Agent tools and actions

Definition

Tools and actions are the hands of an AI agent. While the LLM provides reasoning and language understanding, tools give the agent the ability to affect the world: search the web, run code, query a database, send messages, or call any external API. Without tools, an agent is limited to what it knows from its training data; with tools, it can access real-time information, perform computation, and take side-effecting actions.

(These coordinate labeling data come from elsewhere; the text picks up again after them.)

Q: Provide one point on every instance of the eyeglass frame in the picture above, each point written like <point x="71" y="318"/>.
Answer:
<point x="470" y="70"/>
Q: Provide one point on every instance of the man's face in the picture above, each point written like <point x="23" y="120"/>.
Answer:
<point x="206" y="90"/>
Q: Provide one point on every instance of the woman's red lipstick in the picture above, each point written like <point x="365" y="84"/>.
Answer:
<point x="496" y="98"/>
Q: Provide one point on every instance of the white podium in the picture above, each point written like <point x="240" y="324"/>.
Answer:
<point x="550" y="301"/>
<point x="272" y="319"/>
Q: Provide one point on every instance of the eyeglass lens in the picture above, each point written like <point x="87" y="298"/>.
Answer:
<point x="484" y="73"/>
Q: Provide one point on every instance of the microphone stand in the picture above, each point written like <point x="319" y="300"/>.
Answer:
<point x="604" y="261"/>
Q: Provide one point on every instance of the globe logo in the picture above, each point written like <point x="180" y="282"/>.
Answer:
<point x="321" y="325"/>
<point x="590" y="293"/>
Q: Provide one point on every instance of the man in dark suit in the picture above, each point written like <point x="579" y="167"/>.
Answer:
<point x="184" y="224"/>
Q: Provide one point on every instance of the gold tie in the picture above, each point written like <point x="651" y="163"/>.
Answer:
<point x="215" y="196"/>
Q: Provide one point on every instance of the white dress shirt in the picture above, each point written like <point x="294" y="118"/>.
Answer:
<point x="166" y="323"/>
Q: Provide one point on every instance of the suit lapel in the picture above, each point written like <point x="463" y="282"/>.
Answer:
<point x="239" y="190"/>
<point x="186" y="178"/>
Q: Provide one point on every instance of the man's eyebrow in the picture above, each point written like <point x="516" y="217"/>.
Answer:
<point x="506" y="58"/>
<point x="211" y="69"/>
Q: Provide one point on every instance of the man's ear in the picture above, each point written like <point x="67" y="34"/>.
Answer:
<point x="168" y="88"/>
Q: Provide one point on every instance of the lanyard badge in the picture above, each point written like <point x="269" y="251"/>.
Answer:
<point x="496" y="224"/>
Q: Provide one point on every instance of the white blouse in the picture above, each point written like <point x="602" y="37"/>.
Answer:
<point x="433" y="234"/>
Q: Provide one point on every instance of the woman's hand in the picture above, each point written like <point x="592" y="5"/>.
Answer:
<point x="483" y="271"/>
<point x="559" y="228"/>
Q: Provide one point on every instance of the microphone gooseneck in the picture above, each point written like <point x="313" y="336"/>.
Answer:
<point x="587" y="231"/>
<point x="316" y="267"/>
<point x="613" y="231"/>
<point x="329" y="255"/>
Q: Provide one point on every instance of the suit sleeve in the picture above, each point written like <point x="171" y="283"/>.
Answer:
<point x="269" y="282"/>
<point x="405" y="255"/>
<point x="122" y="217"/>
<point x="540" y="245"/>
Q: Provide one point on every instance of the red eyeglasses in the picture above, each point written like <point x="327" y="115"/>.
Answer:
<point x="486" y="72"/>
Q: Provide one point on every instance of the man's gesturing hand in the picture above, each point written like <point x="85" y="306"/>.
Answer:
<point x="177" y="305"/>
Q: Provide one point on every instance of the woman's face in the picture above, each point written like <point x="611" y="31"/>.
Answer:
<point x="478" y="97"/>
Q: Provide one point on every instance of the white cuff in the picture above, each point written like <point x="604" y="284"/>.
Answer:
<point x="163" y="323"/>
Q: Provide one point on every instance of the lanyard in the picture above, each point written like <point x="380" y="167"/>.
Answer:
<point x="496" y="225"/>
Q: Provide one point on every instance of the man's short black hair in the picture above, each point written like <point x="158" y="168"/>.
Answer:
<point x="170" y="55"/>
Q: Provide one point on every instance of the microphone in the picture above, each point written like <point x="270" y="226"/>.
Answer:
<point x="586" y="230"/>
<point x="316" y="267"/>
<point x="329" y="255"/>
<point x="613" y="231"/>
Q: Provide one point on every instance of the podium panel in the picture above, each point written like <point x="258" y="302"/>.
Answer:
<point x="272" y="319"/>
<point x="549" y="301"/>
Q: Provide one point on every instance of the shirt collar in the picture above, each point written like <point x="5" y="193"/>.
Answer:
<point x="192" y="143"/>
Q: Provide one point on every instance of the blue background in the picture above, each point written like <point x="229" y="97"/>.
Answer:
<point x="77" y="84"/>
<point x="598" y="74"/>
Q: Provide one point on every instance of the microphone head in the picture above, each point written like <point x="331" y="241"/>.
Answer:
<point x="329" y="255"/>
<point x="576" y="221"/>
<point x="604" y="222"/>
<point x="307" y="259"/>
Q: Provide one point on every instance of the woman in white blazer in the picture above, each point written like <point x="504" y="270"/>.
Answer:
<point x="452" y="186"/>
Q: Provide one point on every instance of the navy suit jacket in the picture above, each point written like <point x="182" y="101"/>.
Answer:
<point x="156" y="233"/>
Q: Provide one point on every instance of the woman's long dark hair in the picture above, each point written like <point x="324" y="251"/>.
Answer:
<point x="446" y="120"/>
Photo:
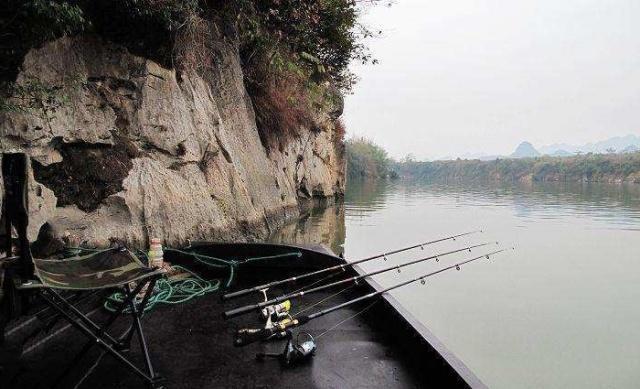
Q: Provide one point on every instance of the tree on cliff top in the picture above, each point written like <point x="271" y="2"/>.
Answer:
<point x="295" y="53"/>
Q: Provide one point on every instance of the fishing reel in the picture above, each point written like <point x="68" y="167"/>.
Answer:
<point x="294" y="353"/>
<point x="276" y="315"/>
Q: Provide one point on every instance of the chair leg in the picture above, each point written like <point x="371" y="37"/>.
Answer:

In the OpenAI and Anthropic ecosystems, the mechanism for tool use is called function calling (OpenAI) or tool use (Anthropic). The developer defines a set of tool schemas—structured JSON descriptions of each tool's name, purpose, and parameters—and includes them in the API request. When the LLM decides that a tool is needed, it returns a structured tool-call object rather than plain text. The calling code executes the tool and feeds the result back into the conversation. This loop repeats until the agent produces a final answer.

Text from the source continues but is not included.